Credible sources within the House Ways and Means Committee have recently confirmed that not only does limiting the deduction for advertising costs remain on the table for tax reform, but that the proposal could be even worse than we feared. According to our information the plan under consideration would require 50% of all advertising costs to be amortized over 10 years, and 50% deducted in the first year of the amortization schedule.
It is very important that you contact members of Congress and express strong opposition to any attempt to limit the full current year deduction for advertising expenses. If your Representative does not sit on Ways and Means, encourage him or her to weigh in with Committee members and House leadership and urge them to drop the advertising proposal. Any tax on advertising would be devastating not just to the advertising industry, but to the national economy as well. It would cost the nation millions of jobs and hundreds of millions of dollars in lost economic activity. This is exactly the wrong thing to do as the economy struggles to recover. The stimulus generated by advertising brings jobs and sales to every state and to every congressional district. More detailed talking points are listed below.
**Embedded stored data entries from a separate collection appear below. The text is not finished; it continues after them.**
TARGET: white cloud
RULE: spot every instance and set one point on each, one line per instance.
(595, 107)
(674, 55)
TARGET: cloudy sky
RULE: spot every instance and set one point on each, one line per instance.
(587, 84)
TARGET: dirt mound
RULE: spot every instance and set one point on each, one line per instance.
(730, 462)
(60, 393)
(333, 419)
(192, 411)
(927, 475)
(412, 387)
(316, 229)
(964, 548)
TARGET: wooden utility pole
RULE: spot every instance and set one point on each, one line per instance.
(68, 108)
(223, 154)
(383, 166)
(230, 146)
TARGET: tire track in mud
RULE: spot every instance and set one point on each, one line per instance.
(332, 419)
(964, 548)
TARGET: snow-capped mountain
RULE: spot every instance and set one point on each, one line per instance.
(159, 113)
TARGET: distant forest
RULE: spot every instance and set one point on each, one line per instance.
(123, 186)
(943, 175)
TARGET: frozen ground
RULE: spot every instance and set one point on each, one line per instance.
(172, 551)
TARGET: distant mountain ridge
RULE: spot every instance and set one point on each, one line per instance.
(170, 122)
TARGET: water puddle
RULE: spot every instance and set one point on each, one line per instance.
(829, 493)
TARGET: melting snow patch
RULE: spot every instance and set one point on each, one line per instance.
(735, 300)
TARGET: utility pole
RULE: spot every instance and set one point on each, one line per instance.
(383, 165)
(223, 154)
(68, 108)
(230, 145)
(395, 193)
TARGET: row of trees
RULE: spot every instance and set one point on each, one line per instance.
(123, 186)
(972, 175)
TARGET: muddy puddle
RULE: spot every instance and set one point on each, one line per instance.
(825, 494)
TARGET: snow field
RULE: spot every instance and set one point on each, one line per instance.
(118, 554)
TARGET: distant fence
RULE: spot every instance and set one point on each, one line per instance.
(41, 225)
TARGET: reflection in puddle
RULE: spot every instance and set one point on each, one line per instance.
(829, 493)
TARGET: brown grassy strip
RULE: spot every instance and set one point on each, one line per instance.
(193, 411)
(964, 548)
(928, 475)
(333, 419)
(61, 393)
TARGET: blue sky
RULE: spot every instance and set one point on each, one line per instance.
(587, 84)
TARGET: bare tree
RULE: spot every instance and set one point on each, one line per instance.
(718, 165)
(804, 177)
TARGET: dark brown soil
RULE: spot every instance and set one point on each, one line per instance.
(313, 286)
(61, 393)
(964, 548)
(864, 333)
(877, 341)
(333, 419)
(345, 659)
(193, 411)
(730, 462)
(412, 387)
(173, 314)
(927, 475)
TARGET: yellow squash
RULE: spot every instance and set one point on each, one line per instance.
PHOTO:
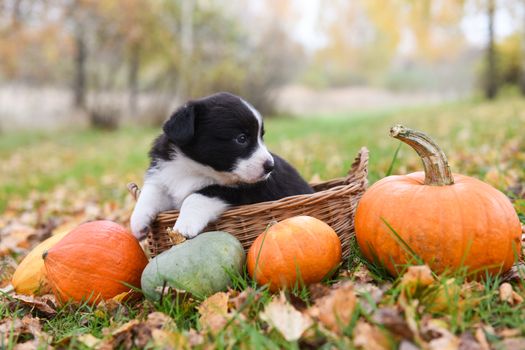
(30, 276)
Members of Congress can be contacted though the U.S. House of Representatives website. Just enter your zip code in the upper right hand corner to find your Representative and a link to his or her webpage.
If you have any comments or questions, or get a response from your legislator—please email D4 Legislative Chair Wendy Payton at government@4aaf.com or AAF EVP of Government Affairs Clark Rector at crector@aaf.org. Thank you for your assistance with this vital matter.
Talking points for communications to Members of U.S. Congress
Preserve the current standard business deduction for the cost of advertising
- The House Ways and Means Committee has developed draft legislation that would impose a tax on advertising. Today businesses may deduct 100% of the cost of their advertising. The proposal would allow only 50% in the year the ad runs and require a business to spread the remaining amount over 10 years. IHS Global Insight estimates this could reduce sales in the U.S. by $446 billion and place 1.7 million U.S. jobs at risk.
- The Tax Code for 100 years has permitted businesses to deduct the full cost of their advertising, just as it permits the deduction of other ordinary business costs like salaries, rent, utilities and office supplies.
- Advertising expenditures generate sales activity in the U.S. economy amounting to $5.8 trillion. That is 20 percent of the total national economic output. It also helps support 20 million jobs or 15% of all jobs in the country.
- Nobel prize-winning economists who have looked at the advertising deduction have concluded that nothing in the economic literature justifies a change in tax policy. • It makes no economic or common sense to make businesses pay more for advertising thereby causing a decline in ad spending and the sales advertising generates.